Stochastic Volatility: Univariate and Multivariate Extensions

Stochastic volatility models, aka SVOL, are more difficult to estimate than standard time-varying volatility models (ARCH). Advances in the literature now offer well tested estimators for a basic univariate SVOL model. However, the basic model is too restrictive for many economic and finance applications. The use of the basic model can lead to biased volatility forecasts especially around crucial periods of high volatility. We extend the basic SVOL needs to allow for the leverage effect, through a correlation between observable and variance errors, and fat-tails in the conditional distribution. We develop a Bayesian Markov Chain Monte Carlo algorithm for this extended model. We also provide an algorithm to analyze a multivariate factor SVOL model.
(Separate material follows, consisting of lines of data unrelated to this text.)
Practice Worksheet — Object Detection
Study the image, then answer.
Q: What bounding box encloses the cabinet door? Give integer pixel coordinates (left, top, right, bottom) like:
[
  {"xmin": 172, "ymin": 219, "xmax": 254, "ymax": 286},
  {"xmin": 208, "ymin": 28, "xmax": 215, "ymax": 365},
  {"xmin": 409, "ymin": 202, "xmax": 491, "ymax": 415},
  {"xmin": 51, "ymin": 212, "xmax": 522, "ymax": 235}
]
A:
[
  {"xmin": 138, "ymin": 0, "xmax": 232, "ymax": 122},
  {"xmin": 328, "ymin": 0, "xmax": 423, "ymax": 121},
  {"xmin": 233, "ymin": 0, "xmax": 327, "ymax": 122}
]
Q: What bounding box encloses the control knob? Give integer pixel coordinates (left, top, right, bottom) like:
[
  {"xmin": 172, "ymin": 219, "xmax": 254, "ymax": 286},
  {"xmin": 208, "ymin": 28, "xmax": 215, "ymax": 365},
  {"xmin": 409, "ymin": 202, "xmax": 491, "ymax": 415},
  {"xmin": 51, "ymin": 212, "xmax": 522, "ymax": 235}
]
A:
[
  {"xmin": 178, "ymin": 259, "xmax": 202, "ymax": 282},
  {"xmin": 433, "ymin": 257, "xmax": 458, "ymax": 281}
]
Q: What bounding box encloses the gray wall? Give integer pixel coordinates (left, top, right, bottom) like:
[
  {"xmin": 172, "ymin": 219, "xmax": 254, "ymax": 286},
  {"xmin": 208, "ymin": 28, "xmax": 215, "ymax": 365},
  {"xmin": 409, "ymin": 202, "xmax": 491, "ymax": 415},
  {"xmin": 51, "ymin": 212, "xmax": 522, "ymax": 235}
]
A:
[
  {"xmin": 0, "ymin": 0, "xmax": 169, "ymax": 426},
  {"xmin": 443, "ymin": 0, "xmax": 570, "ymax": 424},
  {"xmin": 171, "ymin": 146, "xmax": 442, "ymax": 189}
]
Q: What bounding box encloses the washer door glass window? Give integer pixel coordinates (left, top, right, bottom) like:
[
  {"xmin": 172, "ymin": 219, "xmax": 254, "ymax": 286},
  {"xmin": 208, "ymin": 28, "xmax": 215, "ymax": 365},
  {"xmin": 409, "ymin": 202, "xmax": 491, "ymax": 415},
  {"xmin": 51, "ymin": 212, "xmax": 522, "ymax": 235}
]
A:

The method simultaneously performs finite sample inference and smoothing. We document the performance of the estimator and show why the extensions are warranted. We provide the researcher with a range of model diagnostics, such as the identification of outliers for stochastic volatility models or the assessment of the normality of the conditional distribution. We implement this methodology on a number of univariate financial time series. There is strong evidence of (1) non-normal conditional distributions for most series, and (2) a leverage effect for stock returns. We illustrate the robustness of the results to the choice of the prior distributions. These results have policy implications on decisions based upon prediction of volatility, especially when dealing with tail prediction as in risk management.